Notice what that is and isn't. It is not less control - it's the same scarce attention, re-spent and aimed higher. A reviewer working from good specs understands more system per unit of attention than they did back when they read every line - which makes this, oddly, more of a grip on the whole than the all-human world ever managed, not a retreat from it. That's the real deal on offer, if you take it on purpose: not "stop understanding your software," but "stop spending your understanding on the parts a model now holds, and spend it on the whole that no model will."

Trust is the side effect

We didn't build any of this to manufacture trust - and, honestly, not even for the big reason this whole piece is about. We built it because code review had become a bottleneck and we wanted reviews to go faster. Taking intellectual control of the whole system, and the trust that came with it, were what we found once we had it - not the plan.

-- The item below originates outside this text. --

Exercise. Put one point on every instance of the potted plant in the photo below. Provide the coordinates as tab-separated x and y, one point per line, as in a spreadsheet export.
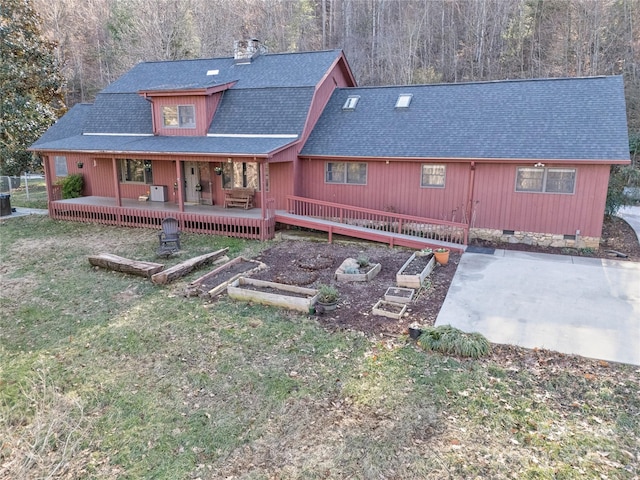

In a June 2026 essay, Kent Beck named the dynamic better than we could. "We're accumulating code faster than we are accumulating trust", he wrote - and the reason it matters is that "software is bipedal-code & trust go together. One without the other just hops along awkwardly." Trust, he notes, "accumulates slowly & evaporates in an instant." A bug you can usually repair; trust, in his telling, is "irreversible."

You can't bolt that kind of trust on at the end. It's the residue of understanding. Keep a real grip on what the system does and trust comes along for free; lose the grip and no amount of green checkmarks buys it back. And it's concrete, not a mood: the reviewer who can actually say what a change does; the engineer six months from now who inherits the system and finds a current map of it, not a codebase whose theory left with whoever wrote it; the team that can hand work to an agent and still answer for what it built. We kept our grip on the thing that still needs a human - the whole system - and trust came as the side effect. Willison's rule survives intact: don't ship what you can't explain. We just moved where the explaining happens. Let the models have the code. Take the system for yourself.